No, it doesn't.  People who need to know the difference already know it.
It is simply IRRELEVANT how many people still use the term URL since
that term encompasses the exact same set as URI.  It always has.
If I am talking to a non-technical person, I will talk about URI
(the standard) and "Web addresses" (browsing) and "references"
(the stuff you type into the address bar or href).

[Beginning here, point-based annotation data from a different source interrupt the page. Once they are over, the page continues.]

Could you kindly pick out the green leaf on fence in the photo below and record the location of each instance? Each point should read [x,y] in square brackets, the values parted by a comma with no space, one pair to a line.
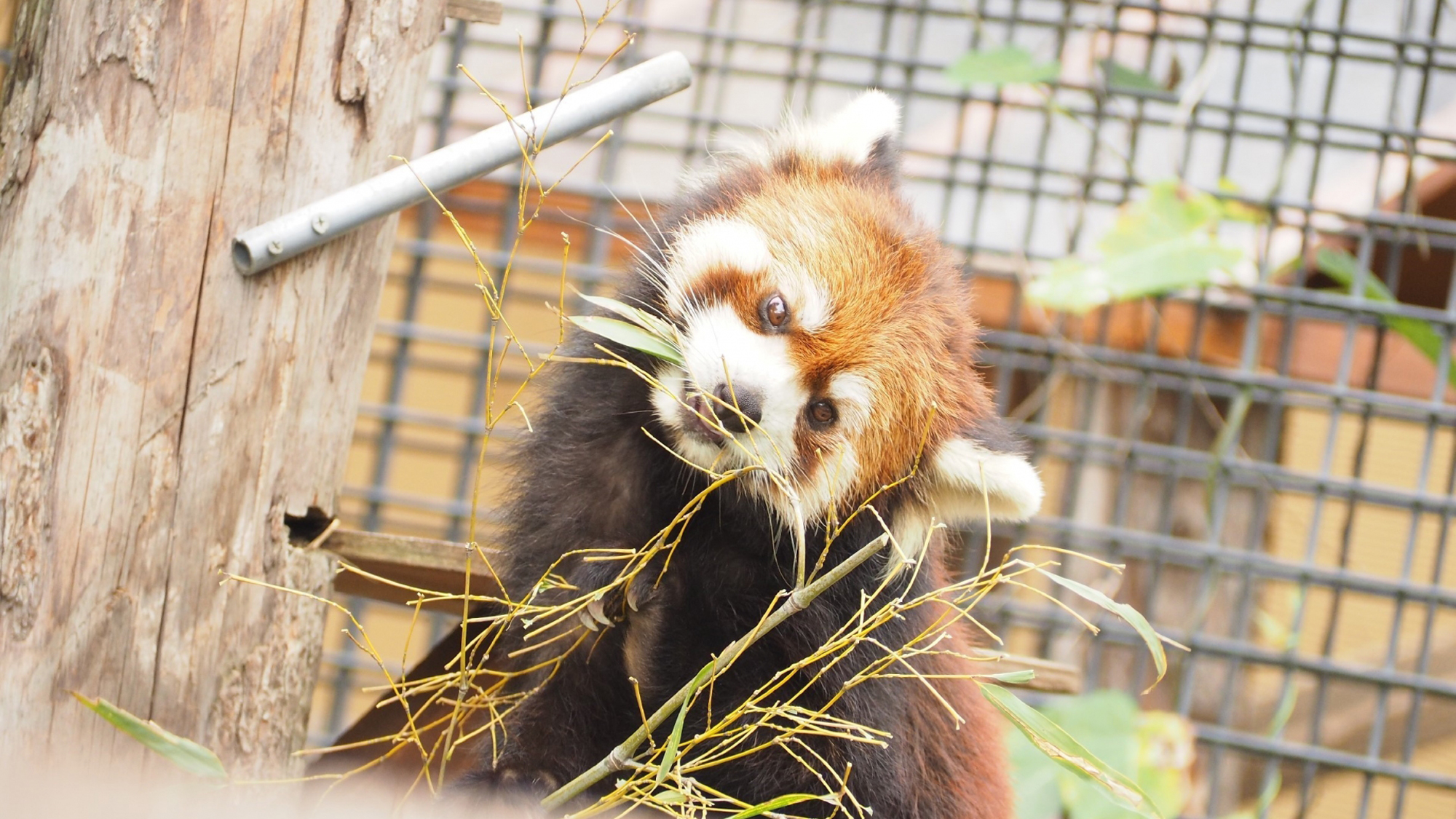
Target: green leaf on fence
[1345,269]
[1133,617]
[774,804]
[1002,66]
[631,336]
[177,749]
[1120,78]
[646,320]
[1161,244]
[1059,745]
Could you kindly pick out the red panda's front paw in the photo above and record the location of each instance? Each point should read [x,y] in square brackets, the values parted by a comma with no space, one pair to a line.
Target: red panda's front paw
[615,601]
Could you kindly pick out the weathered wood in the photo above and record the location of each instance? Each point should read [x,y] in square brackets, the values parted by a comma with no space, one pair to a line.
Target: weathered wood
[435,566]
[162,414]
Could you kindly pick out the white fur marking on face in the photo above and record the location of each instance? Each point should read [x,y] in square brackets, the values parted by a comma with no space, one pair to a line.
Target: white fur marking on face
[708,245]
[850,135]
[909,534]
[719,346]
[965,474]
[807,299]
[669,411]
[854,398]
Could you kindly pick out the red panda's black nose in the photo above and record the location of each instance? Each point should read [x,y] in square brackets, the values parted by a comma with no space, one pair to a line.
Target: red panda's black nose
[748,401]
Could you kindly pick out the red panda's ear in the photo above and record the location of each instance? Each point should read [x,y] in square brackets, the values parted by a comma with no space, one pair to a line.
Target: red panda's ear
[969,480]
[867,132]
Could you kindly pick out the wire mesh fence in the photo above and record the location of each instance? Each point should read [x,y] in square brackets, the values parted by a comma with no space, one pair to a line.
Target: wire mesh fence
[1272,456]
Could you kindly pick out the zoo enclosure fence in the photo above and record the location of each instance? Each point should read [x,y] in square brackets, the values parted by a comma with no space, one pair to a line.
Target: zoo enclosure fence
[1269,458]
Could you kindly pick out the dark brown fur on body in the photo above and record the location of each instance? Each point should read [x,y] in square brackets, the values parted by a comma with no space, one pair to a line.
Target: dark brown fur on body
[590,477]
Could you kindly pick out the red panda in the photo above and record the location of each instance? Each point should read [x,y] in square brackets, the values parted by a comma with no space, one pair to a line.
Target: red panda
[828,336]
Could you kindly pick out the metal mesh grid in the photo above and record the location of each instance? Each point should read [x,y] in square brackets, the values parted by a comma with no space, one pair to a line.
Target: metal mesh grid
[1270,461]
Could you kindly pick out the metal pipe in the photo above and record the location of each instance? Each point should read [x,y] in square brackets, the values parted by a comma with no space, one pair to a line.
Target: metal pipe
[454,165]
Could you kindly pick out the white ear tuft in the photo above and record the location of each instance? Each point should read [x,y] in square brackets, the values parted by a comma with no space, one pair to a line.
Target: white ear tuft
[966,475]
[852,133]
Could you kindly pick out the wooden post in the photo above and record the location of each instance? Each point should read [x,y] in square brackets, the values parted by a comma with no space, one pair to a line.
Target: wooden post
[162,416]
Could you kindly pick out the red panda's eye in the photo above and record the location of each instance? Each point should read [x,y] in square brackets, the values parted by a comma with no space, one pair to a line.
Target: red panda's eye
[823,413]
[775,311]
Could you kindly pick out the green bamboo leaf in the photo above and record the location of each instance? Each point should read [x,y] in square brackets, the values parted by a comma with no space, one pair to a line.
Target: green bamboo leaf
[1345,269]
[630,336]
[643,318]
[1068,752]
[670,752]
[1133,617]
[1008,65]
[774,804]
[1161,244]
[1120,78]
[180,751]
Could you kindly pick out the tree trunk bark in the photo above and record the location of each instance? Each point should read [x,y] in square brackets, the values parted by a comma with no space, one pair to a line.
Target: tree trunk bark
[161,414]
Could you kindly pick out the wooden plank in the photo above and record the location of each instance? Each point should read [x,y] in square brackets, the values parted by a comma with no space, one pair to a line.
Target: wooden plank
[436,566]
[475,11]
[164,414]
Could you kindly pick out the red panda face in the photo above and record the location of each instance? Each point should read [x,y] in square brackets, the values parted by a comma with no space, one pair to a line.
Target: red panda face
[829,334]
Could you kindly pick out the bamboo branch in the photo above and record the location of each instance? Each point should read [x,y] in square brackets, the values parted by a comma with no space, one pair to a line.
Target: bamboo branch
[799,601]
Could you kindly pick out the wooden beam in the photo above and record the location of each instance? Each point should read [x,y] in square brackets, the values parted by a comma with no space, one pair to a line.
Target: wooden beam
[436,566]
[161,416]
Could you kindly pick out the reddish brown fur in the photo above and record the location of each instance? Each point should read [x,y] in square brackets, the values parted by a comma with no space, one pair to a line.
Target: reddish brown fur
[902,312]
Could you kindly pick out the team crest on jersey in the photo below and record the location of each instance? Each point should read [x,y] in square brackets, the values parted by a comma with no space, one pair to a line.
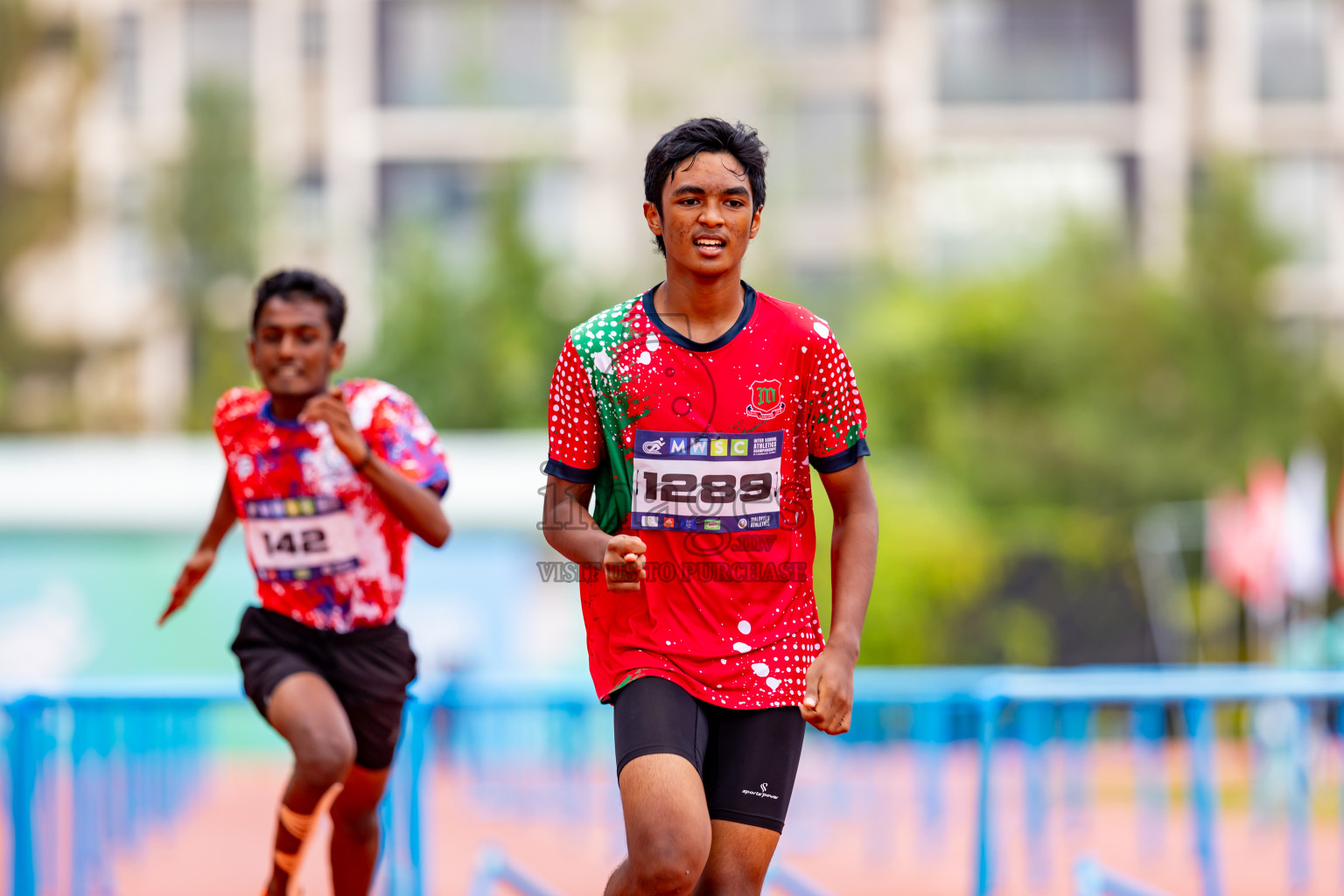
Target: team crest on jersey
[766,401]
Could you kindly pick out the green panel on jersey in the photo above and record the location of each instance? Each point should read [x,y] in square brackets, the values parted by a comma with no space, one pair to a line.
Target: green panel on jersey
[599,343]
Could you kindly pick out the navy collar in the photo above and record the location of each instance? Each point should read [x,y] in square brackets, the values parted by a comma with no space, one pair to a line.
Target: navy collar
[747,308]
[269,416]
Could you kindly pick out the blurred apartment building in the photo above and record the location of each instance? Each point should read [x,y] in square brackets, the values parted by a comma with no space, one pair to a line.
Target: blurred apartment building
[941,135]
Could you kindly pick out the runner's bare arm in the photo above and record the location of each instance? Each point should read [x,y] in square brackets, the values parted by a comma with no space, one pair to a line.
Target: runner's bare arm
[854,555]
[571,529]
[418,508]
[203,557]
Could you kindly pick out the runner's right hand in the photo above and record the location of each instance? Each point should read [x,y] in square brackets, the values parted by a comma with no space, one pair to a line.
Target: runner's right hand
[191,575]
[624,564]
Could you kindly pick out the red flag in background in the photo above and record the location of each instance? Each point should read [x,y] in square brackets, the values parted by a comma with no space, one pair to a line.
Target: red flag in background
[1245,540]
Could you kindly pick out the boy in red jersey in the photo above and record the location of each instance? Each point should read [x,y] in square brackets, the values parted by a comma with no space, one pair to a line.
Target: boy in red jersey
[695,413]
[330,482]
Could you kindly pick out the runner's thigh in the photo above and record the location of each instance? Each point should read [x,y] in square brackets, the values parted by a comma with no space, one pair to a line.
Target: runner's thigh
[750,765]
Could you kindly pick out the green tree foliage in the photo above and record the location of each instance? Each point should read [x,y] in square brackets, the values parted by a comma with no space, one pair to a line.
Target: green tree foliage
[1053,406]
[476,352]
[210,218]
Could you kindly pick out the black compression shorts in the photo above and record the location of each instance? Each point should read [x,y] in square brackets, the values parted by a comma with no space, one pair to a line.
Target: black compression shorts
[746,758]
[368,668]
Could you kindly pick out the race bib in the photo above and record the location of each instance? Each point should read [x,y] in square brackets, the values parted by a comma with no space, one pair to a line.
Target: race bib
[300,539]
[706,481]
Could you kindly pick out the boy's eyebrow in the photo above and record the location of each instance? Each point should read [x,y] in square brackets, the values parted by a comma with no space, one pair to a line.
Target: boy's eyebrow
[692,188]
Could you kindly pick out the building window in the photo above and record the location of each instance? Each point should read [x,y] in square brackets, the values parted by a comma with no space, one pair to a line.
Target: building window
[792,23]
[125,63]
[220,40]
[313,32]
[1291,38]
[472,52]
[824,148]
[1293,193]
[987,210]
[1037,52]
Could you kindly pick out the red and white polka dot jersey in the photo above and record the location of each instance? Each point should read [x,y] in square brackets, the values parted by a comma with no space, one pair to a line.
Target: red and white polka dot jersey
[326,549]
[704,452]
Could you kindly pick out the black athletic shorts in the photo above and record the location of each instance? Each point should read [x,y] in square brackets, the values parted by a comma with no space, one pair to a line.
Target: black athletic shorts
[368,668]
[746,758]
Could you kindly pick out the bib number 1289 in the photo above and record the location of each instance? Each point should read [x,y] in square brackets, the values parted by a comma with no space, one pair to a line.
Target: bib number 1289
[707,489]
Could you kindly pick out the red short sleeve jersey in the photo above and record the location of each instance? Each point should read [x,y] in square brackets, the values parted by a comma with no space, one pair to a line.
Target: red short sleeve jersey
[704,451]
[326,549]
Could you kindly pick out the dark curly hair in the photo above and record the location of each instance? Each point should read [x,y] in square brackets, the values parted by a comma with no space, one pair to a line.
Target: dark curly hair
[304,284]
[704,135]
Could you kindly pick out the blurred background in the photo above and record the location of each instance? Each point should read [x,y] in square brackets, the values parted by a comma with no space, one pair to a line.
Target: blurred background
[1086,256]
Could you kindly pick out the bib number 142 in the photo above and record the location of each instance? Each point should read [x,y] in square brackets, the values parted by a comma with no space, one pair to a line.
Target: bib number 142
[308,542]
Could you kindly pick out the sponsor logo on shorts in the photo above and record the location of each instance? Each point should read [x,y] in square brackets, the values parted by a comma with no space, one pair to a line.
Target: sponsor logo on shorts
[761,793]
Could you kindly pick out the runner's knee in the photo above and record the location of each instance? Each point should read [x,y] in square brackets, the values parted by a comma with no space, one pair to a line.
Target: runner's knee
[732,880]
[326,758]
[359,825]
[669,866]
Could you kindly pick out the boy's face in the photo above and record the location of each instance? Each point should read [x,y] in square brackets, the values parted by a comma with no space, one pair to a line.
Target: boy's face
[292,349]
[707,220]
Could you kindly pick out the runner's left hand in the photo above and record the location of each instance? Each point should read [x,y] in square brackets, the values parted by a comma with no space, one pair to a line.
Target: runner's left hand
[830,695]
[330,409]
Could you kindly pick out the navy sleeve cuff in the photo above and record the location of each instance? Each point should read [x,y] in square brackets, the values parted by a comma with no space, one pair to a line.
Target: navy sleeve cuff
[842,461]
[440,486]
[570,473]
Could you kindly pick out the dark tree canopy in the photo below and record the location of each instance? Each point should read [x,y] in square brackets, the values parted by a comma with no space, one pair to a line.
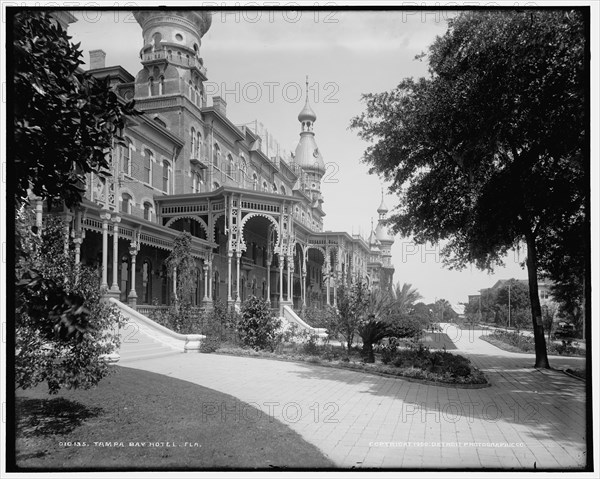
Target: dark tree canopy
[65,121]
[489,150]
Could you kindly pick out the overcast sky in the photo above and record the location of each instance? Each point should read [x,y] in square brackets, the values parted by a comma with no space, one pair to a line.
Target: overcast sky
[258,61]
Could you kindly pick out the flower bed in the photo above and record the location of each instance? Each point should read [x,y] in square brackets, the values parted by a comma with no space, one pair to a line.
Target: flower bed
[438,367]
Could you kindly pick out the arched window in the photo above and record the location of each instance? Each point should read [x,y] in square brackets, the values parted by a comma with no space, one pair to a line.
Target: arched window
[243,168]
[197,182]
[126,201]
[147,211]
[216,155]
[166,176]
[193,142]
[229,164]
[127,156]
[149,158]
[147,281]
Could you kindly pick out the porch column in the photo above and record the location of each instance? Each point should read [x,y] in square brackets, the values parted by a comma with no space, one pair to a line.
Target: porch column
[39,208]
[290,291]
[281,260]
[237,284]
[229,255]
[66,231]
[303,287]
[335,290]
[134,247]
[205,270]
[327,283]
[175,283]
[105,217]
[115,286]
[210,275]
[269,281]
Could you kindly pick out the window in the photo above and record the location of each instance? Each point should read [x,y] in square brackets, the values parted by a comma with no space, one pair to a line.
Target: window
[197,182]
[166,176]
[147,211]
[243,167]
[216,155]
[146,280]
[126,201]
[193,142]
[149,158]
[229,165]
[127,156]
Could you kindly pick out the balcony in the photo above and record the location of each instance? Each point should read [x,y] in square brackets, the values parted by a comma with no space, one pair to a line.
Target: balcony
[175,59]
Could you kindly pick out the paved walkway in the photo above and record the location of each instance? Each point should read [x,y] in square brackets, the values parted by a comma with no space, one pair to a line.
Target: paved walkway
[527,419]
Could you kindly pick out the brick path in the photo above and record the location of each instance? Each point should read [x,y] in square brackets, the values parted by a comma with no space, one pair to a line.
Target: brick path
[362,420]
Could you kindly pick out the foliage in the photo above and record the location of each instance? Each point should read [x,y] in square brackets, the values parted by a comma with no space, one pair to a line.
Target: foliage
[181,264]
[525,343]
[352,302]
[488,151]
[63,327]
[257,327]
[65,120]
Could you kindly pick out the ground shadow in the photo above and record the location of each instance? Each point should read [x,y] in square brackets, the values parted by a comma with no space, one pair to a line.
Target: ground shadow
[56,416]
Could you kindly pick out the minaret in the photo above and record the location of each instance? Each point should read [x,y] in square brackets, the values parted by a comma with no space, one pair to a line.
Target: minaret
[171,53]
[386,241]
[307,155]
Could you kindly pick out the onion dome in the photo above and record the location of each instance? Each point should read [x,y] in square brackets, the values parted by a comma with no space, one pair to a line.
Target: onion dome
[307,154]
[307,113]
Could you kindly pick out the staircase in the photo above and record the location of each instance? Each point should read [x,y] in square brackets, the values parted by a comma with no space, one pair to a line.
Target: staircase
[142,338]
[290,316]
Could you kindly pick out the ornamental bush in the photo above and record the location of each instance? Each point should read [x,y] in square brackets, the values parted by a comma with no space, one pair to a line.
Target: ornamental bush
[63,327]
[257,327]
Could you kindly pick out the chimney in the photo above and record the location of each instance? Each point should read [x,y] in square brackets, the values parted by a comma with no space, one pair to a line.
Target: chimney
[97,59]
[220,105]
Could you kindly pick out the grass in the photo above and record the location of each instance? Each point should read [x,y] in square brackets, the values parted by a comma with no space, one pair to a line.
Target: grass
[200,429]
[519,343]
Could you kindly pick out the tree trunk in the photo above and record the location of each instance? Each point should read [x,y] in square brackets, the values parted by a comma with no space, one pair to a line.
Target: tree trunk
[367,351]
[541,355]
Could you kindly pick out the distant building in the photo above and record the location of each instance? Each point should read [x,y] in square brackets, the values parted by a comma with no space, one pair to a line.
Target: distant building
[256,216]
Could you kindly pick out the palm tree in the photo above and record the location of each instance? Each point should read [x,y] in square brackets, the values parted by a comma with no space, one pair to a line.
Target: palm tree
[405,298]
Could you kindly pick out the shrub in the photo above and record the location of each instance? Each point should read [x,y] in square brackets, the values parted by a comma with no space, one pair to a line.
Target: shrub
[63,326]
[257,327]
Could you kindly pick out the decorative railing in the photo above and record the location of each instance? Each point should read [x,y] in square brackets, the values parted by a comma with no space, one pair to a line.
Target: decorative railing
[176,59]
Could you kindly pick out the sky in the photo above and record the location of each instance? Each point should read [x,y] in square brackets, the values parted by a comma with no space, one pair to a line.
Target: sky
[258,62]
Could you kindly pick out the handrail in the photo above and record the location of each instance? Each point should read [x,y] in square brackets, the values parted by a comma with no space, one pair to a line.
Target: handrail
[191,341]
[290,314]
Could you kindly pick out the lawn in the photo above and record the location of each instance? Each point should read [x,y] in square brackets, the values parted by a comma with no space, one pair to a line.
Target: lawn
[140,420]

The only problem we've had recently is folks who claim an arbitrary
reference string is a URL, which doesn't make any sense whatsoever
no matter what the acronym spells.  "" is not a URL/URI/IRI.  It might
be a URI reference or an IRI reference.

> What I am suggesting does not ask for any redefinition of URI, it's
> specification, name or syntax. It is just a restoration to greater
> respectability of the colloquial name. We lack, and I believe we need,
> a single simple high level term for these things; something that
> understood by doctors, journalists, artists, engineers, parents,
> grandparents, children and puppies. Those who care will continue to
> check the detail and use the real technical terms, and they will often
> need language that carefully distinguishes IRIs from URIs. But for
> most mainstream use, we lack an umbrella term and have (due to the URN
> vs URI perma-debate) lost the ability to talk clearly about
> UR-Locators. I am suggesting we say "if it's a URI, a URI Reference,
> or an IRI, then ... sure, it's what we now casually call an URL". The
> suggestion to change the acronym expansion could live or die
> separately, but it does emphasise the core feature of the Web.

There is no need to talk clearly about UR-Locators. All URNs are locators.
Being able to use an identifier for locating something has nothing to do
with its syntax.  It has to do with the availability of a
resolution/retrieval mechanism.  Changing the name is not going to
change the desire of some people to keep rehashing that debate --
it will just introduce yet more ambiguity into the term.

> What do you prefer as the most over-arching and inclusive term to use
> in everyday discourse?

URI (for output) and reference (for input).